The effect of Covid-19 and the national lockdown on contractual obligations under South African law
By: Mareza Hauptfleisch
Attorney and Conveyancer, BA LLB (University of Stellenbosch)
28 April 2020
The announcement of a national lockdown by President Cyril Ramaphosa, on 26 March 2020, due to the local and global outbreak of Covid-19 and the resultant impact on the South African economy, inevitably lead people with contractual obligations to reconsider their ability to meet such obligations, in the face of potential job losses, salary cuts and financial straits. The question as to whether a party to a contract can be excused from the duty to perform has to be considered on a case-bycase basis.
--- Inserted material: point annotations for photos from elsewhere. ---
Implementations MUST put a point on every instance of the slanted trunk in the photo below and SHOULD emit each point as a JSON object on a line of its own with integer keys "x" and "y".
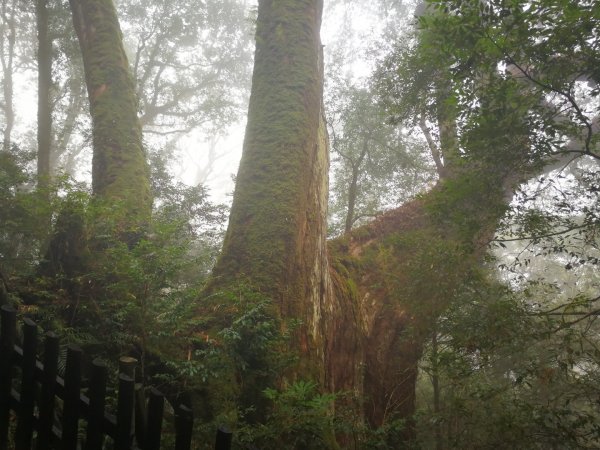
{"x": 120, "y": 173}
{"x": 367, "y": 301}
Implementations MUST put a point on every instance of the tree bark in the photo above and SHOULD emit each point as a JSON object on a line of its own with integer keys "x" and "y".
{"x": 275, "y": 240}
{"x": 9, "y": 33}
{"x": 44, "y": 57}
{"x": 119, "y": 170}
{"x": 367, "y": 300}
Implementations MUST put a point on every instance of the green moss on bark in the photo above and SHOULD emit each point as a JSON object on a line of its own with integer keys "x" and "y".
{"x": 119, "y": 168}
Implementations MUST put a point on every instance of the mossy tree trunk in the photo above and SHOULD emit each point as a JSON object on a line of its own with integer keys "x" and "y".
{"x": 367, "y": 300}
{"x": 120, "y": 173}
{"x": 44, "y": 58}
{"x": 276, "y": 240}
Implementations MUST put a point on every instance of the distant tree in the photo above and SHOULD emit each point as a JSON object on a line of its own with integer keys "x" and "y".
{"x": 375, "y": 165}
{"x": 44, "y": 123}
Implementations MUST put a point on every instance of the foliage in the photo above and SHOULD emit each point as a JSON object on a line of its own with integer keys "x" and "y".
{"x": 300, "y": 418}
{"x": 375, "y": 165}
{"x": 509, "y": 376}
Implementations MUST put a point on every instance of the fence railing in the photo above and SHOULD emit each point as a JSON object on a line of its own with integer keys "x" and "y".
{"x": 137, "y": 423}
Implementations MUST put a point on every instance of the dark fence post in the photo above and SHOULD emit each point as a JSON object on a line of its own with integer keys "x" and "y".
{"x": 156, "y": 405}
{"x": 25, "y": 417}
{"x": 98, "y": 378}
{"x": 71, "y": 397}
{"x": 223, "y": 439}
{"x": 124, "y": 412}
{"x": 184, "y": 422}
{"x": 46, "y": 416}
{"x": 8, "y": 321}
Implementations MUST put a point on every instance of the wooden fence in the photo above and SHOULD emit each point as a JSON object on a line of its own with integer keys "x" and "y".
{"x": 136, "y": 425}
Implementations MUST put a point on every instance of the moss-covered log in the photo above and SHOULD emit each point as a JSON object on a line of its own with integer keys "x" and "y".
{"x": 119, "y": 170}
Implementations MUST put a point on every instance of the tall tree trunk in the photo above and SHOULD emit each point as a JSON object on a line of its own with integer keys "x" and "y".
{"x": 119, "y": 170}
{"x": 9, "y": 33}
{"x": 276, "y": 236}
{"x": 44, "y": 57}
{"x": 367, "y": 300}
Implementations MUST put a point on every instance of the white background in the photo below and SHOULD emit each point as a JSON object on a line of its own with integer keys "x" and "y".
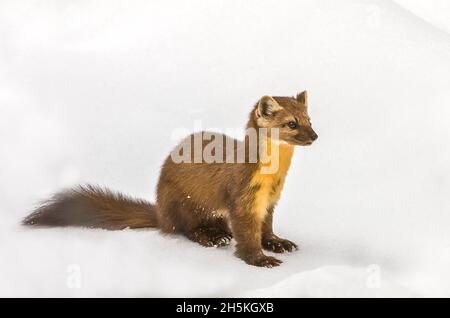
{"x": 90, "y": 92}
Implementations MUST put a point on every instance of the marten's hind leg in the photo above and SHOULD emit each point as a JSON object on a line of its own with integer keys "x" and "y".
{"x": 212, "y": 232}
{"x": 209, "y": 236}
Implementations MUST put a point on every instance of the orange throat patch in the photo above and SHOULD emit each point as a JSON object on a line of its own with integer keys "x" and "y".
{"x": 271, "y": 184}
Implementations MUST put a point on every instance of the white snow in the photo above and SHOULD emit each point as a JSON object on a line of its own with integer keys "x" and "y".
{"x": 92, "y": 91}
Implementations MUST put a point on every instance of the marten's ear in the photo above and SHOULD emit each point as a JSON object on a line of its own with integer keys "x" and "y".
{"x": 267, "y": 107}
{"x": 303, "y": 98}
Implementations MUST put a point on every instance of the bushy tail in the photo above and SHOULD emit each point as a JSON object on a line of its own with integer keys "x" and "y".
{"x": 93, "y": 207}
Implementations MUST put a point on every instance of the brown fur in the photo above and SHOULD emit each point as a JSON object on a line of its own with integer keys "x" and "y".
{"x": 209, "y": 203}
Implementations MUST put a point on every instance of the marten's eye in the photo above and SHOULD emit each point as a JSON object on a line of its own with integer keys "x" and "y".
{"x": 292, "y": 125}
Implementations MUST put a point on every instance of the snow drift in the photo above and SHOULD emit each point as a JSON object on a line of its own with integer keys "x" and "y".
{"x": 91, "y": 91}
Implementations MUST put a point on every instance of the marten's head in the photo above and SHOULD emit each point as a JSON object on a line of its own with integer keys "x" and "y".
{"x": 289, "y": 115}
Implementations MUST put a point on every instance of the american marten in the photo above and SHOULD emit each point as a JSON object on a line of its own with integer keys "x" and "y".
{"x": 212, "y": 188}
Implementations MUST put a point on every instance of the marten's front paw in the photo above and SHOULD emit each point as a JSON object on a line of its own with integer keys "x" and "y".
{"x": 278, "y": 245}
{"x": 261, "y": 260}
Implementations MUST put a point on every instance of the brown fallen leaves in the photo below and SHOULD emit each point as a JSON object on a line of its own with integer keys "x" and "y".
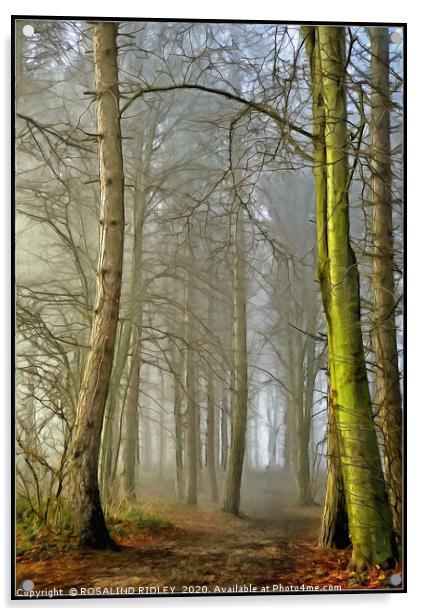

This is due to the fact that relief can be sought either in the form of a force majeure clause, contained in a contract, or the common law doctrine of supervening impossibility in the absence of a force majeure clause.
1. Force majeure clauses in a contract
“Force majeure” is a French term which, directly translated, means “major force” and can be summarised as “any happening, whether due to natural causes or human agency, which is unforeseeable with reasonable foresight and unavoidable with reasonable care.” A force majeure clause refers to a provision in a contract that regulates the relationship between contracting parties when a force majeure event occurs. These clauses usually include a list of extraordinary events, occurrences or circumstances that might prevent one or both parties from fulfilling their obligations. The clause may include the following events: an act of God, act of threat of terrorism, war, riot, strike, public demonstration, explosions, lightning, fire, flood, drought, extreme weather conditions and governmental restraint.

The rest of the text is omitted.